‘Scandal’ and ‘Murder’ Cross Over, ‘Atlanta’ Premieres, a Comeback on ‘Mom’

VIOLA DAVIS, KERRY WASHINGTON
ABC/Mitch Haaseth
Viola Davis and Kerry Washington in the 'Scandal'-'HTGAWM' crossover event

A selective critical checklist of notable Thursday TV:

ScandalHow to Get Away With Murder (9/8c and 10/9c, ABC): Their shows may be too loony for words, but there’s no denying the star presence of Scandal’s Kerry Washington and How to Get Away With Murder’s Emmy (and Oscar)-winning Viola Davis. For the first and possibly last time (since Scandal is closing shop this spring), the leading ladies of Shondaland meet on a much-anticipated crossover, in which these damaged heroines collaborate for the common good on a class-action judicial reform lawsuit they hope to present to the Supreme Court. Let’s hope their twisted past actions don’t get in the way.

Atlanta (10/9c, FX): Story takes a backseat to authentic atmosphere in the second season of Donald Glover’s darkly satirical panorama, which reminds me a bit of Robert Altman’s classic 1975 Nashville in the way that it captures a musical culture with ambivalence, humor and an undercurrent of dread. Glover plays Earn, drifting through life without a place to call home, as he sheepishly manages the career of his rap-star cousin Alfred “Paper Boi” (Brian Tyree Henry). The season is subtitled “robbin’ season,” referring to the time around the Christmas holidays when crime, petty and sometimes violent, spikes. Katt Williams steals the season premiere as nutty Uncle Willie, whose domestic disarray captures the attention of police, who are as taken aback as Earn when they discover why Willie is locally known as “the Alligator Man.”

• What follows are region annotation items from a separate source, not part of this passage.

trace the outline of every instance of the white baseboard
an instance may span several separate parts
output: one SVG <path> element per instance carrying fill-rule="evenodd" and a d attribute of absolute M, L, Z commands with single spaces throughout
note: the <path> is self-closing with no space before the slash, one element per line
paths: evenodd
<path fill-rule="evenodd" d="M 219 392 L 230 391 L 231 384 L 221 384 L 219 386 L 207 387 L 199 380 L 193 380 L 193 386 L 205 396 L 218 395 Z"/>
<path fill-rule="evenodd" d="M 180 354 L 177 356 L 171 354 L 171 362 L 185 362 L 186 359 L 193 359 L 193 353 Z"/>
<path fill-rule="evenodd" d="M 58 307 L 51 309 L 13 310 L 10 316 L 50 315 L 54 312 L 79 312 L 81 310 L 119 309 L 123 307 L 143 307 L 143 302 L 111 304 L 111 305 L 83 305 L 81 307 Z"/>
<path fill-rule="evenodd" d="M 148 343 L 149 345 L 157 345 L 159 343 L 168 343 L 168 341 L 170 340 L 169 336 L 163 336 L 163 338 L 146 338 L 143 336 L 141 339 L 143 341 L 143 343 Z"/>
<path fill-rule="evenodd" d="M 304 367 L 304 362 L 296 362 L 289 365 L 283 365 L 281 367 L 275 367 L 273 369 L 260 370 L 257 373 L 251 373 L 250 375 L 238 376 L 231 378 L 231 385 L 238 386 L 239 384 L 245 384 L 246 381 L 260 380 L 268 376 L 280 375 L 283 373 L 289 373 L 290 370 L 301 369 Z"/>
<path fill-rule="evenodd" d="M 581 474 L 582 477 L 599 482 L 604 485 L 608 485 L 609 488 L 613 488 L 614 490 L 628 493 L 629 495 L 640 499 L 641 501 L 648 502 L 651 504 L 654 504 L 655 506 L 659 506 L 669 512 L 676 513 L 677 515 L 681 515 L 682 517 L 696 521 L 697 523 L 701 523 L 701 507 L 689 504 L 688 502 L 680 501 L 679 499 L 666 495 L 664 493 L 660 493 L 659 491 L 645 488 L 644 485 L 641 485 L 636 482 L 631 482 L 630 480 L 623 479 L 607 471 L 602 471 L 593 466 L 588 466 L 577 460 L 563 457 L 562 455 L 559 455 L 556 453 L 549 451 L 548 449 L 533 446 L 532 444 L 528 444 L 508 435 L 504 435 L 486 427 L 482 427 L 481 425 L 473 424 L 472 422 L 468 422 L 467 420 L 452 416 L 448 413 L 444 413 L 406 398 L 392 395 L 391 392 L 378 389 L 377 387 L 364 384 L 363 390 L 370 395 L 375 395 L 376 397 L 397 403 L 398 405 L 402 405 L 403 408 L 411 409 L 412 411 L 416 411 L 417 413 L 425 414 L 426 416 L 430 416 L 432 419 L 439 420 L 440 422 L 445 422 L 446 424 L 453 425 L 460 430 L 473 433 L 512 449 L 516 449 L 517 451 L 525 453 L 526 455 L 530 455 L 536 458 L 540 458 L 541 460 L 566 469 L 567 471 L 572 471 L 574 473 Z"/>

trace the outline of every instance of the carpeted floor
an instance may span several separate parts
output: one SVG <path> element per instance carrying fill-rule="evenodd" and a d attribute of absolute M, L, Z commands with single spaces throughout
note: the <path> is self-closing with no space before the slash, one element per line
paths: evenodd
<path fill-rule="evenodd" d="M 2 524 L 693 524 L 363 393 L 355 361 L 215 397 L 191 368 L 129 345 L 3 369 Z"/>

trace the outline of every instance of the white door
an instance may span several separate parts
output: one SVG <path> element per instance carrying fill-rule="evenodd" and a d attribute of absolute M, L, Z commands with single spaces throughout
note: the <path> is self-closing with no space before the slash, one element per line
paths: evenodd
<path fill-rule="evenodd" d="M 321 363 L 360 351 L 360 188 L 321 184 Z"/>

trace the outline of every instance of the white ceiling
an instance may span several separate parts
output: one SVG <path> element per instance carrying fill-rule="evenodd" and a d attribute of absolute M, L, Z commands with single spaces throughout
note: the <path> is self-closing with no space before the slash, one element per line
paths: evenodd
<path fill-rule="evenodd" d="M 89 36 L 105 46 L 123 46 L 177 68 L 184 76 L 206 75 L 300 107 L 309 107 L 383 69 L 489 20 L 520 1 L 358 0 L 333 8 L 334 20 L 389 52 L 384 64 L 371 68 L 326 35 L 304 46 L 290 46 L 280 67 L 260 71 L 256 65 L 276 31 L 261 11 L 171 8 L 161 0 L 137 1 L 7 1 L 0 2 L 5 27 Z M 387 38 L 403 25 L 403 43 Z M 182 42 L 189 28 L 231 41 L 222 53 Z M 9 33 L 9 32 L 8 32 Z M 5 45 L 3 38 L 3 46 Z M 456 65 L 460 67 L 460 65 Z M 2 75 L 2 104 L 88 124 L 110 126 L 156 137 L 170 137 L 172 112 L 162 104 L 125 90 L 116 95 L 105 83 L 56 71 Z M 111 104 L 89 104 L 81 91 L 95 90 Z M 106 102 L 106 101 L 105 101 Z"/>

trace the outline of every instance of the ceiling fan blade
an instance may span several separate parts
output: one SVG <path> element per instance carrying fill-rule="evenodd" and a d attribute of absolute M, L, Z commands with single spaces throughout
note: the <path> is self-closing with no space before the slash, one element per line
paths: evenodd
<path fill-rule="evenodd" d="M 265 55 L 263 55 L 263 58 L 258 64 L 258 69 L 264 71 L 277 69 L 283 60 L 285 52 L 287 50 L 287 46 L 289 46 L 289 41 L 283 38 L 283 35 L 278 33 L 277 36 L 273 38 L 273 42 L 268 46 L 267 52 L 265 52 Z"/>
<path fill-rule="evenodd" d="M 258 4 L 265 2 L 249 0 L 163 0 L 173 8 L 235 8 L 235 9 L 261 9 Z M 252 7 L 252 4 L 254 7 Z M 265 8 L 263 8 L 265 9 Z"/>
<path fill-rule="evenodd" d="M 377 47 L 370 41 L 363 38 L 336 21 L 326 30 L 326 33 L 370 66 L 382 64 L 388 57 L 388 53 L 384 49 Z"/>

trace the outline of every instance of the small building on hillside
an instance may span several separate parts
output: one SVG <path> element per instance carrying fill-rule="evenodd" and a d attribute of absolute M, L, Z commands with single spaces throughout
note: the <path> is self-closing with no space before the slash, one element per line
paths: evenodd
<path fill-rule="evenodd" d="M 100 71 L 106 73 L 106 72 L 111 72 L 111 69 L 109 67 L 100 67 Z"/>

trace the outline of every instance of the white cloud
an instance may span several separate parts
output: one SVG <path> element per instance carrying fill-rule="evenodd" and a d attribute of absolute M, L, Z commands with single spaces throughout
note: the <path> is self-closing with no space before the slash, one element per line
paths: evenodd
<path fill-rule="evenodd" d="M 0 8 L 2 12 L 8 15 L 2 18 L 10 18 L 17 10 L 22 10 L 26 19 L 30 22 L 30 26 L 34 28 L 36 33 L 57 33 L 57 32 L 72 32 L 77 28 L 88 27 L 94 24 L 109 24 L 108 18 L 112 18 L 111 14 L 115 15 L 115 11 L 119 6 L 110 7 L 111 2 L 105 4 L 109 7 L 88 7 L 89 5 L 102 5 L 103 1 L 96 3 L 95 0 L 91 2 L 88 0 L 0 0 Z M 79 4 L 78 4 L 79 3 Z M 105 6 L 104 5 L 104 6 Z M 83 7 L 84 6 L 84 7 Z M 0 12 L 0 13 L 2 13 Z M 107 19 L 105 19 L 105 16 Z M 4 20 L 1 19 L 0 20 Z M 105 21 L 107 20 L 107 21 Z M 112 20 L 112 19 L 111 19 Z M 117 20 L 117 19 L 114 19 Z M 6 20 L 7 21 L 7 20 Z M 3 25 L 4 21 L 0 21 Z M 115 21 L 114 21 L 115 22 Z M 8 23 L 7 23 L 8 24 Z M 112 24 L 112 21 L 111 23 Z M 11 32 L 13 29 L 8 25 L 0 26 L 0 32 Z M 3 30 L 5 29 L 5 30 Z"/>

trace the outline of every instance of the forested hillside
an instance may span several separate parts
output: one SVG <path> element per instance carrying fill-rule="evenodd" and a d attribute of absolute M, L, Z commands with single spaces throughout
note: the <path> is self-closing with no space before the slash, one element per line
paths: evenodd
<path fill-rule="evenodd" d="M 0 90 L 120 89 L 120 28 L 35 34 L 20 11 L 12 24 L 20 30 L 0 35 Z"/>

To set the stage for Atlanta, FX premieres the hit 2015 film Straight Outta Compton (7/6c) in its complete, unedited theatrical version. It’s rated R for good reason, so parental discretion is, as usual on FX, advised.

Mom (9/8c, CBS): “She’s back and she’s skinny!” announces Jill (Jaime Pressly), making a grand entrance after three months away on a “wellness retreat” (actually a pregnancy leave). Jill may have lost weight, but not attitude, when she decides it’s time for the others in the group to pay their share at the bistro. Which, naturally, doesn’t sit well with Bonnie (Allison Janney): “Why does Jill’s self-esteem have to come out of our own pockets?” On a more serious note, because Mom rarely shies from depicting the struggles of these women, the group rallies around Christy (Anna Faris) when she suffers her latest professional setback.

Inside Thursday TV: ABC’s Grey’s Anatomy (8/7c) provides an early taste of its upcoming spinoff, Station 19, when Ben (Jason George) and fellow firefighter Andy Herrera (Jaina Lee Ortiz) rush to Grey Sloan with two boys injured in a house fire. … Bernadette (Melissa Rauch) is due to give birth again on CBS’s The Big Bang Theory (8/7c), but when she won’t go into labor, her friends labor to make it happen. … Fox’s Showtime at the Apollo (9/8c) returns as a weekly series, hosted by Steve Harvey and Adrienne Bailon Houghton, with Pitbull and Fifth Harmony among the opening-night performers. … “I haven’t rooted this hard for a gay couple to get together on TV since Frasier and Niles,” quips Karen on NBC’s Will & Grace (9/8c) as she spies on her hunky servants. The better subplot actually feels like a classic Frasier farce, with Grace (Debra Messing) in a romantic pickle once she realizes she has been intimate with three men of different generations from the same family (Barry Bostwick, Matt Letscher and Andy Favreau). … CMT trades the fictional musical drama of Nashville for the heightened reality of a new docu-series, Music City (10/9c), about young singer-songwriters seeking fame in the country-western capital.